É importante ressaltar que Renato deverá ser representado por Ritinha para a administração
dos bens recebidos. Na hipótese de menor de idade, enquanto absolutamente incapaz
(artigo 3° do CC-02) e na hipótese de maior de 16 anos, como portador da síndrome de
Edwards, pela consideração legal do Estatuto da Pessoa com Deficiência (Lei 13146/2015):
Art. 84. A pessoa com deficiência tem assegurado o direito ao exercício de sua
capacidade legal em igualdade de condições com as demais pessoas.
§ 1º Quando necessário, a pessoa com deficiência será submetida à curatela,
conforme a lei.
§ 2º É facultado à pessoa com deficiência a adoção de processo de tomada de
decisão apoiada.
§ 3º A definição de curatela de pessoa com deficiência constitui medida protetiva
extraordinária, proporcional às necessidades e às circunstâncias de cada caso, e
durará o menor tempo possível.
§ 4º Os curadores são obrigados a prestar, anualmente, contas de sua
administração ao juiz, apresentando o balanço do respectivo ano.
Art. 85. A curatela afetará tão somente os atos relacionados aos direitos de
natureza patrimonial e negocial.
§ 1º A definição da curatela não alcança o direito ao próprio corpo, à sexualidade,
ao matrimônio, à privacidade, à educação, à saúde, ao trabalho e ao voto.
§ 2º A curatela constitui medida extraordinária, devendo constar da sentença as
razões e motivações de sua definição, preservados os interesses do curatelado.
§ 3º No caso de pessoa em situação de institucionalização, ao nomear curador, o
juiz deve dar preferência a pessoa que tenha vínculo de natureza familiar, afetiva
ou comunitária com o curatelado. (Grifo nosso)

O caso de Saraia é o mesmo de Renato, no que se relaciona ao Estatuto da Pessoa com


Deficiência (Lei 13146/2015) e, portanto, em caso de recebimento de herança, deve ser
aplicado o disposto nos artigos 84 e 85 da referida lei.
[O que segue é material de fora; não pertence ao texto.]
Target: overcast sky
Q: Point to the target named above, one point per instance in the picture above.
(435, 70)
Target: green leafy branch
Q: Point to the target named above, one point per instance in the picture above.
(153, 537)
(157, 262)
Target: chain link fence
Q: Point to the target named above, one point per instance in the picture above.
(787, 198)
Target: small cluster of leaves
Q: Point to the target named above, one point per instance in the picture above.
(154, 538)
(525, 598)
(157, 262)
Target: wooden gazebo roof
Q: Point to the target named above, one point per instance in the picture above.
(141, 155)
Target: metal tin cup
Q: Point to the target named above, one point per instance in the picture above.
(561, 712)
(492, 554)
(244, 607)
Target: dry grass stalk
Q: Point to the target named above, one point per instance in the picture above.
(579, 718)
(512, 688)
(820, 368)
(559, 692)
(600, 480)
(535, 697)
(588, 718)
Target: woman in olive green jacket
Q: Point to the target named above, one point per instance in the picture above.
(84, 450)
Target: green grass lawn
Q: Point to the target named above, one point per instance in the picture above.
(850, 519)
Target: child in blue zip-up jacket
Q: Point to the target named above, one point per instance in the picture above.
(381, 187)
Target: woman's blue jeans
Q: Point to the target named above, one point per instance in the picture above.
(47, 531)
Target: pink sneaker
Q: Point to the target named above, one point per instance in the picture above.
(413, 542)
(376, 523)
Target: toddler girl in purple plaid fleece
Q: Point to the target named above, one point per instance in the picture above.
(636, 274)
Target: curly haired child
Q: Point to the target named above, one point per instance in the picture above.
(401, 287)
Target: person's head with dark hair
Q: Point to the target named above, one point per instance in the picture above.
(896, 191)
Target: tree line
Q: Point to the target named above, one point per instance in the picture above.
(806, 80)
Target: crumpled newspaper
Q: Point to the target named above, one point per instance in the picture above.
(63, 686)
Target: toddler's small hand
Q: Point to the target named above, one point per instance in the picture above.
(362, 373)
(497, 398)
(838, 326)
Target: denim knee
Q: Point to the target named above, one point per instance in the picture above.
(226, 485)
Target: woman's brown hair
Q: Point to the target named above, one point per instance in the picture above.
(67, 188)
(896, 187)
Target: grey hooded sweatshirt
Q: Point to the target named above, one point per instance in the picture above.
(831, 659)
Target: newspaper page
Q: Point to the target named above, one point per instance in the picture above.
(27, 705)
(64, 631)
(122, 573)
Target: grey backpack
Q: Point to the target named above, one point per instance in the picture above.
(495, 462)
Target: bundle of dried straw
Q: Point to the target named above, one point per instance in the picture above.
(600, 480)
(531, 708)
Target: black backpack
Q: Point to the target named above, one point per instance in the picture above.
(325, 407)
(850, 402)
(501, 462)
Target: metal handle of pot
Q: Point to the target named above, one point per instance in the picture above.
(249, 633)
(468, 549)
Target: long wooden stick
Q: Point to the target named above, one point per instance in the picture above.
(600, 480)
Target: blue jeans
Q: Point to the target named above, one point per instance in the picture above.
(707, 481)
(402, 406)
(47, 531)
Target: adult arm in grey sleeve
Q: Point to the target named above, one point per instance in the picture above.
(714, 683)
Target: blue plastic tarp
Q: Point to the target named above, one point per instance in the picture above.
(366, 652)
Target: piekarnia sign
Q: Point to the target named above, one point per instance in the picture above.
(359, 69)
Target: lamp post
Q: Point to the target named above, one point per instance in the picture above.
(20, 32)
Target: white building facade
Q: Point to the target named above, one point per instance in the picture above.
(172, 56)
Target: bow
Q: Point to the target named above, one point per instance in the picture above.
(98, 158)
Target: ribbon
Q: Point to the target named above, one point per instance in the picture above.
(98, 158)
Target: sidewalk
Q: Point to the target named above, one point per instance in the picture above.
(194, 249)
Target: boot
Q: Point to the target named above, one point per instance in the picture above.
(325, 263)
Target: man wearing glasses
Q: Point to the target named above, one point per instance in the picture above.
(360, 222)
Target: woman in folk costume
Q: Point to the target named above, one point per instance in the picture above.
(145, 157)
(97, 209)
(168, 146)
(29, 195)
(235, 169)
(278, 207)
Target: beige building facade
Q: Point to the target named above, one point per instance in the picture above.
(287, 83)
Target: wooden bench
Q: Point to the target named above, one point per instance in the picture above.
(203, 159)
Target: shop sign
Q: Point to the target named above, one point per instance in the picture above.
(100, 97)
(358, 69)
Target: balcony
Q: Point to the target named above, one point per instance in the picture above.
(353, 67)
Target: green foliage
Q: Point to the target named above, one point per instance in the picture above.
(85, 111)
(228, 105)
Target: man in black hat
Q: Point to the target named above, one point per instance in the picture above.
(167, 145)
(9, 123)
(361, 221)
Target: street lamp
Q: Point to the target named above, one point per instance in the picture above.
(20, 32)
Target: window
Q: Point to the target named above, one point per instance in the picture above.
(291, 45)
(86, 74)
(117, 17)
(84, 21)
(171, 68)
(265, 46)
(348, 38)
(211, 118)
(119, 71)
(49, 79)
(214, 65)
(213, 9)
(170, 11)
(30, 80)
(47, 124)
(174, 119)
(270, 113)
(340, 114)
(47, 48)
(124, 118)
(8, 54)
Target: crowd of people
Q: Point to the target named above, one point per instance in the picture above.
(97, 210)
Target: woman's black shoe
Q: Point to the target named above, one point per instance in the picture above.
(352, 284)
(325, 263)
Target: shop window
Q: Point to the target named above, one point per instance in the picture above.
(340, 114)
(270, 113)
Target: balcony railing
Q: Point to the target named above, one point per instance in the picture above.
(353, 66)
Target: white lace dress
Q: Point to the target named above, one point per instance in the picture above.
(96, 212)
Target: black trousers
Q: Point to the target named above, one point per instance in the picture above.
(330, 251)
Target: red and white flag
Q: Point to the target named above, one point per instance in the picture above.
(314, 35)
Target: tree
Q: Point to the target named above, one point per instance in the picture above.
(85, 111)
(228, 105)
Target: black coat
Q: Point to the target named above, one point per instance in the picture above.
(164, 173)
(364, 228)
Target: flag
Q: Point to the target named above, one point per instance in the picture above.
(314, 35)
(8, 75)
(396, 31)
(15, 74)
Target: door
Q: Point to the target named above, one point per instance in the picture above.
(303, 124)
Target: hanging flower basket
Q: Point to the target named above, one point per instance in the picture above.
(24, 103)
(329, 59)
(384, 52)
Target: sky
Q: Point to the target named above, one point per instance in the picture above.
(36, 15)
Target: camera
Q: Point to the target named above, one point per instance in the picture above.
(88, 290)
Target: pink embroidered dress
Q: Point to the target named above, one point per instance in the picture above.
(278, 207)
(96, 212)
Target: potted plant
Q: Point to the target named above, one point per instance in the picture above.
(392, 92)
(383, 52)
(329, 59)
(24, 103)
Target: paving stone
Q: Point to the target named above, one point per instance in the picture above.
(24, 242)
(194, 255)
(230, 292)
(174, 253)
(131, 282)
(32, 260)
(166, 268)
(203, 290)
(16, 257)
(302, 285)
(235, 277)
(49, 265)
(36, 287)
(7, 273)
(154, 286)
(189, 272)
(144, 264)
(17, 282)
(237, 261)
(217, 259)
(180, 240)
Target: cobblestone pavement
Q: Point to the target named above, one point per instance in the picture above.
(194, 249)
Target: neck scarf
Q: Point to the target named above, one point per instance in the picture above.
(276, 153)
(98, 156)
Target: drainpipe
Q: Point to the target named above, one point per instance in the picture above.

Em sendo assim, o direito de sucessão relativo a Caetano e Bryan deve observar as


considerações jurisprudenciais e legais cabíveis ao caso, observadas as especificações
para as pessoas portadoras de deficiência da família e à prática de atos jurídicos por
indivíduos relativamente incapazes..

III – CONCLUSÃO

Tendo em vista todo o acima exposto, opino, no caso concreto, que não há direito
sucessório aplicado a Samuel, dada a inexistência de herdeiros comorientes entre si, haja
vista o artigo 8° e o livro V “Do Direito das Sucessões” do CC-02. Tal conclusão é amparada
pelas decisões do TJMG em casos semelhantes, tais como a AC 10216130033386004 MG
e o AI 10702095863537001 MG.

Dessa forma, o patrimônio de Caetano deve ser dividido entre seus herdeiros, no caso de
regime convencional de separação de bens, conforme artigo 1829 do CC-02, a saber:
● Metade do patrimônio (R$500.000,00 - quinhentos mil reais) ao Renato,
considerando o testamento registrado por Caetano, o disposto no artigo 1789/CC-02;
● Um quarto do patrimônio (R$250.000,00 - duzentos e cinquenta mil reais) à Araci,
esposa do falecido Caetano; e
● Um quarto do patrimônio (R$250.000,00 - duzentos e cinquenta mil reais) à Ritinha,
filha do falecido Caetano.

No caso de separação total de bens, a divisão será:


● Metade do patrimônio (R$500.000,00 - quinhentos mil reais) ao Renato,
considerando o testamento registrado por Caetano, o disposto no artigo 1789/CC-02;
● Metade do patrimônio (R$500.000,00 - quinhentos mil reais) à Ritinha, enquanto sua
única herdeira necessária.

Quanto ao patrimônio de Bryan,desde que seja solteiro e não tenha filhos na ocasião de sua
morte, deverá ser dividido, a saber:
● Metade do patrimônio (R$500.000,00 - quinhentos mil reais) a Saraia (vide artigo
1846/CC-02, que disponibiliza metade do patrimônio aos herdeiros necessários,
independente de testamento); e
● Metade do patrimônio (R$500.000,00 - quinhentos mil reais) a Renato, dada a
validade de seu testamento abordado pela fundamentação deste parecer.

Deve ser observada a necessidade de curador para que Saraia e Renato exerçam seus
direitos patrimoniais, enquanto portadores de deficiência.

É o parecer. S.m.j.

Belo Horizonte, 24 de junho de 2021.